Skip to main content

add a script to find big commits

ID
9bee71f
date
2023-05-28 04:03:02+00:00
author
Alex Chan <alex@alexwlchan.net>
parent
5eb4752
message
add a script to find big commits
changed files
2 files, 83 additions

Changed files

git/README.md (3154) → git/README.md (3393)

diff --git a/git/README.md b/git/README.md
index b7c11fa..8f2f38c 100644
--- a/git/README.md
+++ b/git/README.md
@@ -28,6 +28,15 @@ These scripts are all shortcuts for using [Git], mostly designed to let me do my
   </dd>
 
   <dt>
+    <a href="https://github.com/alexwlchan/scripts/blob/main/git/find_big_commits">
+      <code>find_big_commits</code>
+    </a>
+  </dt>
+  <dd>
+    print some information about the biggest files/commits in the Git history.
+  </dd>
+
+  <dt>
     <a href="https://github.com/alexwlchan/scripts/blob/main/git/gb">
       <code>gb [name]</code>
     </a>

git/find_big_commits (0) → git/find_big_commits (2072)

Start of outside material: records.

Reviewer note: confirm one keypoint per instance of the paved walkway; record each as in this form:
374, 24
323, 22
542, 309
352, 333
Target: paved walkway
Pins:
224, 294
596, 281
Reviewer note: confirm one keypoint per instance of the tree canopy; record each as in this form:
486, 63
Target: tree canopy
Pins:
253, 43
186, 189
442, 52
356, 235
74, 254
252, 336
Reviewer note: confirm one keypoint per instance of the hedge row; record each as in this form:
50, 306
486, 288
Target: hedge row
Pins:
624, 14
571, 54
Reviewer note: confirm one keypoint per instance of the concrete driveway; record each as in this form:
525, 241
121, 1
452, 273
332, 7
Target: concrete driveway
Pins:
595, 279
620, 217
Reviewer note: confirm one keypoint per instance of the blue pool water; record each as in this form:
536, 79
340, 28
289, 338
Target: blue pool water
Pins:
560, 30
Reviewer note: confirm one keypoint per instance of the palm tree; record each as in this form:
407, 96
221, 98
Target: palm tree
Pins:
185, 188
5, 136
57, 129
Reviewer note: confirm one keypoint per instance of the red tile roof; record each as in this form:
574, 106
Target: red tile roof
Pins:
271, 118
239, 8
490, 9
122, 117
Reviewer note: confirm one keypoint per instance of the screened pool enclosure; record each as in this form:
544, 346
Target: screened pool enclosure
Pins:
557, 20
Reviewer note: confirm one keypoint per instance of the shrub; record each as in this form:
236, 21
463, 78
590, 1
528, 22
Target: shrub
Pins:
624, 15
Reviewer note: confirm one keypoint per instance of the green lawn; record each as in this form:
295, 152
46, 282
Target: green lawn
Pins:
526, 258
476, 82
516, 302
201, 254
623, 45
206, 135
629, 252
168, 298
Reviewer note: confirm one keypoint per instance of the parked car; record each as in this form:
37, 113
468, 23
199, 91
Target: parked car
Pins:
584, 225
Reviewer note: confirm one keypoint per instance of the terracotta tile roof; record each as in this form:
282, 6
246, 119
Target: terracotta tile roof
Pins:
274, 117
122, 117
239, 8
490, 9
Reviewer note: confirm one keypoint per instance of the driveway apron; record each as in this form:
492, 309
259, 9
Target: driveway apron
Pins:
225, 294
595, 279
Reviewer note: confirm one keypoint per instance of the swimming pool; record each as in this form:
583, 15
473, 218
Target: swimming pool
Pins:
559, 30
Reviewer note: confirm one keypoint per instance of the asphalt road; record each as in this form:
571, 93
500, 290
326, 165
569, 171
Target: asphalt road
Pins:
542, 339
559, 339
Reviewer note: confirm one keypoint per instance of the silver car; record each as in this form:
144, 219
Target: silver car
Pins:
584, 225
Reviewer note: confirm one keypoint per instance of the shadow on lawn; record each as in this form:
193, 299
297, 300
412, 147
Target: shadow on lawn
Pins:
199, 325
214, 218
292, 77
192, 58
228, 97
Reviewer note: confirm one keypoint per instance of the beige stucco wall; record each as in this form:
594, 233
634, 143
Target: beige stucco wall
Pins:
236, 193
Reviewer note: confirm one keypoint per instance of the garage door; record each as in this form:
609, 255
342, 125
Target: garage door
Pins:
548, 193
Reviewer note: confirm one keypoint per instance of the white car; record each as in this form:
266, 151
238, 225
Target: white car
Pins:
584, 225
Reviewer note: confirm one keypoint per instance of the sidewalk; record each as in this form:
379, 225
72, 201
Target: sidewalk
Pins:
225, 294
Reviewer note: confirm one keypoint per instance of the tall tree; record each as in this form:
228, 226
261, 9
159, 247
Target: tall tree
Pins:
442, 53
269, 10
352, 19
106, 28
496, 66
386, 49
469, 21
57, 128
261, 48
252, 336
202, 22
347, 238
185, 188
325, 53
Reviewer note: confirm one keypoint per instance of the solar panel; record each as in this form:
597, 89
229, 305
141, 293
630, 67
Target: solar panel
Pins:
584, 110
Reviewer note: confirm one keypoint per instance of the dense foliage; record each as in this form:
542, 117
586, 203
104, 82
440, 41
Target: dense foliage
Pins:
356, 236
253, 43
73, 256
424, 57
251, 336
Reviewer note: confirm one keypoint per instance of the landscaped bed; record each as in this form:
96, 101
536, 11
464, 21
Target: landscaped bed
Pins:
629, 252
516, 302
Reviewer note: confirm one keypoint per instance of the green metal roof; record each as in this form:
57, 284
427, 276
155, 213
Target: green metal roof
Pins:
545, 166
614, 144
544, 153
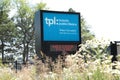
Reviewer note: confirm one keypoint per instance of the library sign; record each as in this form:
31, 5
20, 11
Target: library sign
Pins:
57, 31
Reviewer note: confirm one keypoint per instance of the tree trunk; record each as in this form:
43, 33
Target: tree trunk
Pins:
2, 48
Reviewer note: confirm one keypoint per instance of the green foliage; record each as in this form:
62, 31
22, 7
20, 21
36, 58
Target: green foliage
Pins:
85, 32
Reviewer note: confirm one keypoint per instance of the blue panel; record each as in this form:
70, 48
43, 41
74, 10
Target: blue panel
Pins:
61, 27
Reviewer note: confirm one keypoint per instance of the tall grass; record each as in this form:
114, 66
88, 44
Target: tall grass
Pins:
91, 62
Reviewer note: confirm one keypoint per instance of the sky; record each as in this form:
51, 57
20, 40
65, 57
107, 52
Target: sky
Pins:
102, 16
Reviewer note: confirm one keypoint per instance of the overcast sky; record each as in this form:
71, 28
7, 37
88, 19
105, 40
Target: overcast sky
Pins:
103, 16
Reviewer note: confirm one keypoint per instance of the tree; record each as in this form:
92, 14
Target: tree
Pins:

diff --git a/git/find_big_commits b/git/find_big_commits
new file mode 100755
index 0000000..17db086
--- /dev/null
+++ b/git/find_big_commits
@@ -0,0 +1,74 @@
+#!/usr/bin/env python3
+"""
+Give some information about the biggest files in the .git folder.
+
+This is based on a Stack Overflow answer by raphinesse [1], with a bunch of
+extra formatting and the total of the .git folder printed also.
+
+[1]: https://stackoverflow.com/a/42544963/1558022
+
+"""
+
+import os
+import subprocess
+
+import humanize  # humanize==4.4.0
+import termcolor  # termcolor==2.1.1
+
+
+def get_blobs():
+    output = subprocess.check_output(
+        "git rev-list --objects --all | "
+        "git cat-file --batch-check='%(objecttype)\t%(objectname)\t%(objectsize)\t%(rest)'",
+        shell=True,
+    )
+
+    for line in output.decode("utf8").splitlines():
+        object_type, object_name, object_size, rest = line.split("\t")
+
+        if object_type == "blob":
+            yield {"commit_id": object_name, "size": int(object_size), "filename": rest}
+
+
+def get_file_paths_under(root=".", *, suffix=""):
+    """Generates the paths to every file under ``root``."""
+    if not os.path.isdir(root):
+        raise ValueError(f"Cannot find files under non-existent directory: {root!r}")
+
+    for dirpath, _, filenames in os.walk(root):
+        for f in filenames:
+            if os.path.isfile(os.path.join(dirpath, f)) and f.lower().endswith(suffix):
+                yield os.path.join(dirpath, f)
+
+
+def get_git_folder_size():
+    root = (
+        subprocess.check_output(["git", "rev-parse", "--show-toplevel"])
+        .decode("utf8")
+        .strip()
+    )
+
+    return sum(
+        os.path.getsize(p) for p in get_file_paths_under(os.path.join(root, ".git"))
+    )
+
+
+if __name__ == "__main__":
+    blobs = [b for b in get_blobs() if b["size"] >= 1024]
+
+    for b in sorted(blobs, key=lambda b: b["size"]):
+        print(
+            b["commit_id"][:7],
+            humanize.naturalsize(b["size"]).rjust(10),
+            "  ",
+            b["filename"],
+        )
+
+    print(
+        " " * 7,
+        termcolor.colored(
+            humanize.naturalsize(get_git_folder_size()).rjust(10), "blue"
+        ),
+        "  ",
+        termcolor.colored(".git", "blue"),
+    )